Sunday, January 17, 2010

Why have womens' networks been growing in popularity recently?

After giving the same soundbyte to two media outlets in 2 days, I figured it was worth a blog post.

In the past, we heard too often about the senior executive woman who climbed the ladder in high heels, then kicked the ladder away, letting it fall on someone else! Their philosophy was "I got here without any special help, I never had any issue being a woman, so where would be the benefit of singling out women out for special treatment". This was demotivating for up-and-coming women who saw role models of a type of female leader they didn’t want to become.

This has changed slowly but surely in the last 10 years. I am seeing a big push among senior women leaders who are passionate about mentoring to help emerging women leaders gain access to networks, role models and leadership opportunities.

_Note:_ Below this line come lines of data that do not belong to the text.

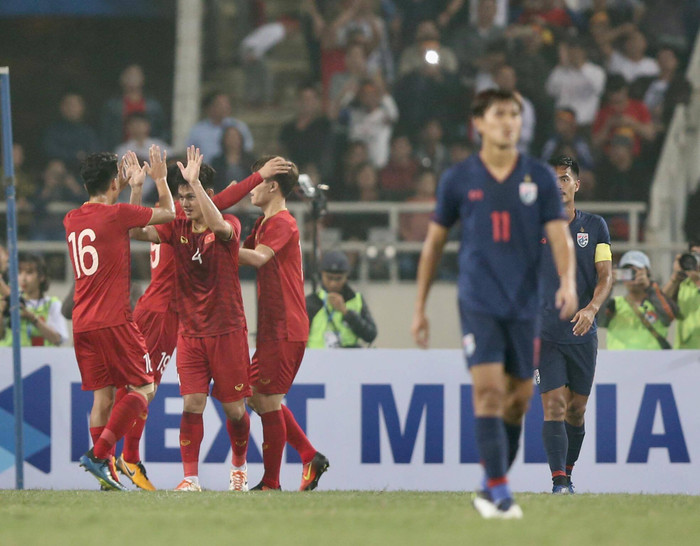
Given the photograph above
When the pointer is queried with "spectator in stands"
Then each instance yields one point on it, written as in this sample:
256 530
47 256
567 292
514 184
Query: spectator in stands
358 21
41 323
396 179
622 112
132 100
620 176
566 132
576 83
506 80
25 192
309 138
206 134
669 89
431 151
684 289
259 90
470 41
371 119
632 62
346 84
426 44
70 139
233 163
338 315
640 318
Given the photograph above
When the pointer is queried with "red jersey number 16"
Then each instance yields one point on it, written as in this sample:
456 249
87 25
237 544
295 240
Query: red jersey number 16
81 250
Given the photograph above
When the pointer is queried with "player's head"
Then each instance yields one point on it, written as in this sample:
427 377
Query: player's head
33 275
567 171
98 172
497 117
188 199
279 187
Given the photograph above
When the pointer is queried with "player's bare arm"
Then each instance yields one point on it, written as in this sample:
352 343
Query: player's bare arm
256 258
583 319
566 299
427 266
212 217
157 168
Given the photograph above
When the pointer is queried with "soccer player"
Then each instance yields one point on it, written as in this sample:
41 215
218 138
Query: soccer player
213 338
109 347
502 198
569 348
273 247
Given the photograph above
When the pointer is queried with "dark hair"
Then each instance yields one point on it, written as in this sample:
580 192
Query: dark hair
206 177
97 171
616 83
137 115
565 161
41 269
210 97
172 178
287 181
485 99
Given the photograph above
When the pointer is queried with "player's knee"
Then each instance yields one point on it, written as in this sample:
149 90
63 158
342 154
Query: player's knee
194 403
554 408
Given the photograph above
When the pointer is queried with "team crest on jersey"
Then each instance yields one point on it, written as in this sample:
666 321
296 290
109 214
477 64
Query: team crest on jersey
528 191
469 344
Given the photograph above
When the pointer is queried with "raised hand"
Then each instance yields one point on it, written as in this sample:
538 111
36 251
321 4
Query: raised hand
157 168
194 162
276 165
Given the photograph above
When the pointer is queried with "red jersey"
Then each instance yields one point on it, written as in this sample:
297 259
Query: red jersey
98 245
209 301
281 301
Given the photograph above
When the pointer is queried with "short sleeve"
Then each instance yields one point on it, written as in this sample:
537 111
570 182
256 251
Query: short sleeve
236 225
131 216
551 207
165 232
447 206
275 234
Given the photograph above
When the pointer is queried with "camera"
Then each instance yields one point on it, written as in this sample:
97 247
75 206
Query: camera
689 261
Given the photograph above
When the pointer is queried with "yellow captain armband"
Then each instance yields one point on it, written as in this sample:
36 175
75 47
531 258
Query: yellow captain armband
603 253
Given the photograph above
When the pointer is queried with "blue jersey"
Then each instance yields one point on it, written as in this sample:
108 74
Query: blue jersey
501 226
588 232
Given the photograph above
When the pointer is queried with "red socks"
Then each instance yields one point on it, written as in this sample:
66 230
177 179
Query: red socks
131 452
191 434
238 432
120 420
274 438
296 437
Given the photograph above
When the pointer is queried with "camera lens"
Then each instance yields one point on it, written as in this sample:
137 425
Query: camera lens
688 261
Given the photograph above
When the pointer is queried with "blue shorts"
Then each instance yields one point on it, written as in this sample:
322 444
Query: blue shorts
570 364
486 339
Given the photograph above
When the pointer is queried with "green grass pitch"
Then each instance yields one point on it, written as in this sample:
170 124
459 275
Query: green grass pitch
336 518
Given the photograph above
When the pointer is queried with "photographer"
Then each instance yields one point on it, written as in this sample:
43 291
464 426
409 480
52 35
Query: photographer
684 289
41 323
639 319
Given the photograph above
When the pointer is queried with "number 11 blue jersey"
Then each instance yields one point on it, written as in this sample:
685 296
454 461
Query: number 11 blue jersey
501 228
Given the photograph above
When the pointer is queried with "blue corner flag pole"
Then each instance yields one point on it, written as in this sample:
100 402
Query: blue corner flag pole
9 183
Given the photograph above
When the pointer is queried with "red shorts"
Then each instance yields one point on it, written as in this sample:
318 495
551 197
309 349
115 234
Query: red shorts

In practice, this looks like senior-level women founding or sponsoring their company’s women's network, and showing up to participate as sponsors, mentors and guest speakers. They are gaining the attention of leaders at all levels as they talk up a compelling business case: that companies with more women leaders do better, and that women now make up the majority of college graduates and the early-career pipeline of leadership candidates. As a result of their influence, more companies funding their women's initiatives.

If you're not a senior exec and you want to launch a women's network at your company, don't let that stop you. There are women's networks that have been founded and funded through the efforts of volunteers at all levels. What they have in common is energy and passion to drive the initiatives, and to influence their leadership to gain legitimacy and funding.